Люсидо


В мучительно долгий телевизионный уик-энд, что последовал за смертью Людмилы Гурченко вечером в среду, все каналы наперебой показывали фильмы и фрагменты телешоу с её участием. Сетка вещания была переполнена образами Гурченко — каноническими и не очень. И каждый образ норовил остаться тем самым, единственным, навеки оттиснутым в зрительской памяти.

Женщина в сером берете с пимпочкой, задумчиво затягивающаяся сизым дымом папиросы в стылом тамбуре военной поры («Двадцать дней без войны», реж. А. Герман, 1976), теснила голосистую дамочку в берете красном, с помпоном, вытанцовывающую на покрытом клеёнкой кухонном столе («Любовь и голуби», реж. В. Меньшов, 1984). Директриса в строгом костюме, решительным жестом отметающая последнюю надежду на возрождение любви («Старые стены», реж.
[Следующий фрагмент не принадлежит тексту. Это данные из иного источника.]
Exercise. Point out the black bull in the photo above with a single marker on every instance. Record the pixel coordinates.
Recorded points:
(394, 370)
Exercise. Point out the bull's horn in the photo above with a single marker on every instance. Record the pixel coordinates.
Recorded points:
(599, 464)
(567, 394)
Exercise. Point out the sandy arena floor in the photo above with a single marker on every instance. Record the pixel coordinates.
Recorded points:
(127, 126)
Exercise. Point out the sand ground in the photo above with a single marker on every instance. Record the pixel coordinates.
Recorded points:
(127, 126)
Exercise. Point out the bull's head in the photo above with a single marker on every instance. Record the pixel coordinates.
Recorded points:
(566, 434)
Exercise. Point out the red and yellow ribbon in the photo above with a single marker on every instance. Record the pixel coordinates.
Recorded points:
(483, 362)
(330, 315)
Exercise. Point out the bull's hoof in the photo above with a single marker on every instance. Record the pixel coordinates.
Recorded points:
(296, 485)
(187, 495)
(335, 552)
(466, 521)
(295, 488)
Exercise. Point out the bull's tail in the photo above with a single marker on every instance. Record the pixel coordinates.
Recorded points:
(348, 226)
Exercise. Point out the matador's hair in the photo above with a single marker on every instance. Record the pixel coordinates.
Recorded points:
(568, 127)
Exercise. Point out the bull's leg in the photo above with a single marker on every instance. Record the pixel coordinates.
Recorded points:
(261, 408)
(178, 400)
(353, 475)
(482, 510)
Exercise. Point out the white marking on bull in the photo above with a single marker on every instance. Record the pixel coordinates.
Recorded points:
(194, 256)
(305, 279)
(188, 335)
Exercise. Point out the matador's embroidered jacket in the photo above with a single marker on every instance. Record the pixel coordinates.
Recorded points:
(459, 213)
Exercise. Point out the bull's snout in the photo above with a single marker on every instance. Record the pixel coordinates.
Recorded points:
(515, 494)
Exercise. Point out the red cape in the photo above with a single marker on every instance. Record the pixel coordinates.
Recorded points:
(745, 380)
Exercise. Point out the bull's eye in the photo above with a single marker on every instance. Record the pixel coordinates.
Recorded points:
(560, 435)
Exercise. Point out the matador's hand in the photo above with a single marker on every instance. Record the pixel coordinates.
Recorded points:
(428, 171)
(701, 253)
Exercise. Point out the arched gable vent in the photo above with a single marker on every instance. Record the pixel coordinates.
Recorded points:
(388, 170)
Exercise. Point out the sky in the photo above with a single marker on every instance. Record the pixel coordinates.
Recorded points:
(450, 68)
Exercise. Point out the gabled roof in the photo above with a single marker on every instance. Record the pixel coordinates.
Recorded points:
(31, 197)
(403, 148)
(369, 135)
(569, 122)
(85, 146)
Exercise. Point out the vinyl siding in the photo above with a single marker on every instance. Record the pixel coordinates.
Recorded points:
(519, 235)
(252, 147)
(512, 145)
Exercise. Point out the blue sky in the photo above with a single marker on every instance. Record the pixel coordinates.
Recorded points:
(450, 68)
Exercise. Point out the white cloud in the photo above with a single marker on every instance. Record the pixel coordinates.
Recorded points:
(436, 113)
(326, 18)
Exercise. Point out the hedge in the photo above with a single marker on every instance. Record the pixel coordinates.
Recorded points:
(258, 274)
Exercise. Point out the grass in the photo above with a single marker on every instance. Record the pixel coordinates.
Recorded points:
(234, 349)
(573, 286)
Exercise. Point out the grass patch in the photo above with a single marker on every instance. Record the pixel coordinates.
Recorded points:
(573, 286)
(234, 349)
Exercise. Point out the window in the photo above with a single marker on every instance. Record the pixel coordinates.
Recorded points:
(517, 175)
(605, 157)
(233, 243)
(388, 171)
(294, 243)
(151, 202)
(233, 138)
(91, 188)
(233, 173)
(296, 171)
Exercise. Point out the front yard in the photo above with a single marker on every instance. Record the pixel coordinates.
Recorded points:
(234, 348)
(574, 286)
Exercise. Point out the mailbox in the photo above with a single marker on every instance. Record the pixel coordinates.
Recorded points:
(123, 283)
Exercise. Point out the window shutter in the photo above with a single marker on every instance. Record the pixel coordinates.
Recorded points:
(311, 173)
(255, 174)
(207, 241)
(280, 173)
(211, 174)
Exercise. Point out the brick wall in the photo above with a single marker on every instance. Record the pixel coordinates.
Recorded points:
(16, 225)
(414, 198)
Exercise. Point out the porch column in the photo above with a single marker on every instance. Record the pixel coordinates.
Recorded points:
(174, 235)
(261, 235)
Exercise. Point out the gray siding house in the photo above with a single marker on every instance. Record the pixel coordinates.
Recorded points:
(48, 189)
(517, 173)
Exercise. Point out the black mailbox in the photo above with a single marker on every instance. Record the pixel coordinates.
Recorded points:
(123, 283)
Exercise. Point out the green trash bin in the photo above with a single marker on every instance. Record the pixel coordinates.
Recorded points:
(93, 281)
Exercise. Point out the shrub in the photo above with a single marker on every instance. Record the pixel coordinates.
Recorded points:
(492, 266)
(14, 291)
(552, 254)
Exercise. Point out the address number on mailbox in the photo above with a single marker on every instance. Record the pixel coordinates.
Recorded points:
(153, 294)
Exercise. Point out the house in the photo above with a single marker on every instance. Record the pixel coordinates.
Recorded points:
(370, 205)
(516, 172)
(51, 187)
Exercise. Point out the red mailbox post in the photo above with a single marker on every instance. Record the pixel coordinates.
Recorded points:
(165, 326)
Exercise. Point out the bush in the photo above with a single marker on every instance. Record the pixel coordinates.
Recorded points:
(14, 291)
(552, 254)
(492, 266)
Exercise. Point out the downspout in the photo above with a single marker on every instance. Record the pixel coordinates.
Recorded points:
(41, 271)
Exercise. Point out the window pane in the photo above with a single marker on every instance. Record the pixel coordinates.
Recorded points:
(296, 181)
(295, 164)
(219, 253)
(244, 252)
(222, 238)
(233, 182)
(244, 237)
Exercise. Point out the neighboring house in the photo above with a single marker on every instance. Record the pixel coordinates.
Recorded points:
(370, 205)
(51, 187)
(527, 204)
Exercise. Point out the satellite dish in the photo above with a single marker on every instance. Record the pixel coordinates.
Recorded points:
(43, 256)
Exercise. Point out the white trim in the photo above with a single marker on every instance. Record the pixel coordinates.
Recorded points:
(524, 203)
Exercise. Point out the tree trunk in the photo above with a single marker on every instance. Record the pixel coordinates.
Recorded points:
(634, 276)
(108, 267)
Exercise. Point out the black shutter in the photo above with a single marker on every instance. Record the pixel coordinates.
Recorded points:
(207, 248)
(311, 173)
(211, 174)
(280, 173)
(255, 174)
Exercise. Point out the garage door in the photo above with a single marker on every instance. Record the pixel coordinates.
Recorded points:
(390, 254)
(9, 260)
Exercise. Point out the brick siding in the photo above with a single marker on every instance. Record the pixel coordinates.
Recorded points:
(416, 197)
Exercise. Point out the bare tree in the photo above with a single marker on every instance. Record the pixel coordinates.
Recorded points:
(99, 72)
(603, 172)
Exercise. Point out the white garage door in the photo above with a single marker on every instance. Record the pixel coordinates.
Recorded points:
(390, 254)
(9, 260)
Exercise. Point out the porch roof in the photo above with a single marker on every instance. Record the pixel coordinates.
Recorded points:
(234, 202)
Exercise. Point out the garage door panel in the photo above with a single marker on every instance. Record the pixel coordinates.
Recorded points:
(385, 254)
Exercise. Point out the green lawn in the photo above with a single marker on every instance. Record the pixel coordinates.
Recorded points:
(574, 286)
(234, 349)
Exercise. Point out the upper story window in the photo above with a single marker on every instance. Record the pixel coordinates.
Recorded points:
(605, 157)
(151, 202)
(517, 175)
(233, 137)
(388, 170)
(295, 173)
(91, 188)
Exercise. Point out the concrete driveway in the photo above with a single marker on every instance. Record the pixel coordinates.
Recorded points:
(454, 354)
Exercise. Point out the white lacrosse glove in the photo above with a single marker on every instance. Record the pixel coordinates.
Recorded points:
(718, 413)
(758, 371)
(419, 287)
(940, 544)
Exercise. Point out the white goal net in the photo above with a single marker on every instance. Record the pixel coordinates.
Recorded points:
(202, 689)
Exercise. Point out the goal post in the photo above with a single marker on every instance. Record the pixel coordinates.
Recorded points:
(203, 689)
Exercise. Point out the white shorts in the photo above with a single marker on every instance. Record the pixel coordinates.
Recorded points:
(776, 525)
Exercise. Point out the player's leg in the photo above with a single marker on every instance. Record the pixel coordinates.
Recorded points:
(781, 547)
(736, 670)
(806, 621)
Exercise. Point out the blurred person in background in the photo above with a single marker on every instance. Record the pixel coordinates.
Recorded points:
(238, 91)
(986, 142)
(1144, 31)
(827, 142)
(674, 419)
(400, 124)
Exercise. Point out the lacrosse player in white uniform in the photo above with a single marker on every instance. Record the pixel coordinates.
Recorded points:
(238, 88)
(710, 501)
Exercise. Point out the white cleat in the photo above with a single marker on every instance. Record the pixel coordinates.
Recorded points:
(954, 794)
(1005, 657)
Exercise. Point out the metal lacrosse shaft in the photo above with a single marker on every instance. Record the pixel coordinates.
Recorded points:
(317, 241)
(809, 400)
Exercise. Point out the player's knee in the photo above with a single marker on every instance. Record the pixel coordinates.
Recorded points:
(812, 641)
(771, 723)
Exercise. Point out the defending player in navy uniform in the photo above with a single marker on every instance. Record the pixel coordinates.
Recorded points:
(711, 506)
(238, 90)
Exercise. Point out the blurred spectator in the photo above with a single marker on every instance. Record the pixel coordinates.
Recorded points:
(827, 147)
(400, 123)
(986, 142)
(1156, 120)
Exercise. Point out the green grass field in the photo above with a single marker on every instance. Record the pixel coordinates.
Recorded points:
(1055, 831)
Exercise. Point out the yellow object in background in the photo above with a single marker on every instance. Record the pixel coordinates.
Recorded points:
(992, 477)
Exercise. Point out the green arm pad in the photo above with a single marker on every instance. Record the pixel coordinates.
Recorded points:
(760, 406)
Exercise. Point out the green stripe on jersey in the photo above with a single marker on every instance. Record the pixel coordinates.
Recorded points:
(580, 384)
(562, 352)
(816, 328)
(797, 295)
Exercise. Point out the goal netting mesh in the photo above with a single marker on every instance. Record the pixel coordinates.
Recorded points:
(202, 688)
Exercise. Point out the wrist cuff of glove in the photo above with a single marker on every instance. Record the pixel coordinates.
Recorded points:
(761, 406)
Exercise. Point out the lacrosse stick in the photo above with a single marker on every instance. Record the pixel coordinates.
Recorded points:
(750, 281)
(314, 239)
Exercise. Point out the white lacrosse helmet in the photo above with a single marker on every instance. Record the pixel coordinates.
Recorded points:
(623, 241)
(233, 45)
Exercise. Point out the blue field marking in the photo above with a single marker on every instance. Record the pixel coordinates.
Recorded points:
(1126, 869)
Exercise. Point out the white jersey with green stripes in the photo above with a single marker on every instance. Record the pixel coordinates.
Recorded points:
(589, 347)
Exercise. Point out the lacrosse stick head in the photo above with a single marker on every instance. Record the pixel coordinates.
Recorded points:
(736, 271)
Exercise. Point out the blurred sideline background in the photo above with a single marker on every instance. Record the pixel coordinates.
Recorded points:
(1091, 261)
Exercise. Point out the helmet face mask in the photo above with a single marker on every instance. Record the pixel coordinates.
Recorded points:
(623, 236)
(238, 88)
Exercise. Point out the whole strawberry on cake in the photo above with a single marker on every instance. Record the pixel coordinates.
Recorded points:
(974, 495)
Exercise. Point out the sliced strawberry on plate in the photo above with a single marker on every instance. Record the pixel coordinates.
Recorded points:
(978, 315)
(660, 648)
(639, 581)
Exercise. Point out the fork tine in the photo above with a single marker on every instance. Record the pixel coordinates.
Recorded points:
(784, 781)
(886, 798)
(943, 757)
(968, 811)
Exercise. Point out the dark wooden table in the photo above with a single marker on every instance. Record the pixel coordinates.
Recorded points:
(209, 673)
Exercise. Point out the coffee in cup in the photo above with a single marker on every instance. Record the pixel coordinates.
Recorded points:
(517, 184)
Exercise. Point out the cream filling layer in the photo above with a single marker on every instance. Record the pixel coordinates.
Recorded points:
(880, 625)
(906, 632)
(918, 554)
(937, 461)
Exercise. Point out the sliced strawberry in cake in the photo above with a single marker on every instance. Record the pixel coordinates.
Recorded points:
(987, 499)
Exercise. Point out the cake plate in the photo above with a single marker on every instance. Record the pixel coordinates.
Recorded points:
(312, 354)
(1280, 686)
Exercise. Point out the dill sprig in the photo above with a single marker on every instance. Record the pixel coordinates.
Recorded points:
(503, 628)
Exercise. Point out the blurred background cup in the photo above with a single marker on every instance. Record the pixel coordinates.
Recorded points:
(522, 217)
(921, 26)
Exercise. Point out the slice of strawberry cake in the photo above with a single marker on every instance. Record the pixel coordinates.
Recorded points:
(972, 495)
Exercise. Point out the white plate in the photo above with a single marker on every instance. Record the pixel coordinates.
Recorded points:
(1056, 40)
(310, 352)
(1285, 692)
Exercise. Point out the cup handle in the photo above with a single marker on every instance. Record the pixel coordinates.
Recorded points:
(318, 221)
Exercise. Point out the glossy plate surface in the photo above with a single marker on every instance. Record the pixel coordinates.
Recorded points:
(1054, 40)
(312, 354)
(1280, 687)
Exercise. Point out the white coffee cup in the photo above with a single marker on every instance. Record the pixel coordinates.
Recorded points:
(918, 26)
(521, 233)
В. Трегубович, 1973), презрительно отталкивала парикмахершу, со смелостью истерического отчаяния привораживающую в языческом диско жениха, так и не объявившегося в ЗАГСе в день свадьбы («Любимая женщина механика Гаврилова», реж. П. Тодоровский, 1981). Официантка в наколке, норовящая обмишурить и обсчитать клиента («Вокзал для двоих», реж. Э. Рязанов, 1982), косо посматривала на стареющую интеллигентку с набрякшими веками, старательно подбирающую веские слова, чтобы поведать миру о своей фронтовой любви («Аплодисменты, аплодисменты…», реж. В. Бутурлин, 1984). Ещё одна, словно «между прочим», затягивала песню Лолиты Торрес: «Сердцу больно — уходи, довольно, мы чужие, обо мне забудь», искоса поглядывая на мужчину, вернувшегося спустя двадцать лет, но, кажется, не к ней («Сибириада», реж. А. Кончаловский, 1978). Каждая требовала зрительского внимания; все вместе они сливались в горький коллаж женских одиночеств, о котором нельзя сказать точнее, чем словами песни Высоцкого, записанной Мариной Влади в том самом 1974 году, который стал годом Великого возвращения Гурченко в кино и на телевидение: «Так случилось: мужчины ушли…»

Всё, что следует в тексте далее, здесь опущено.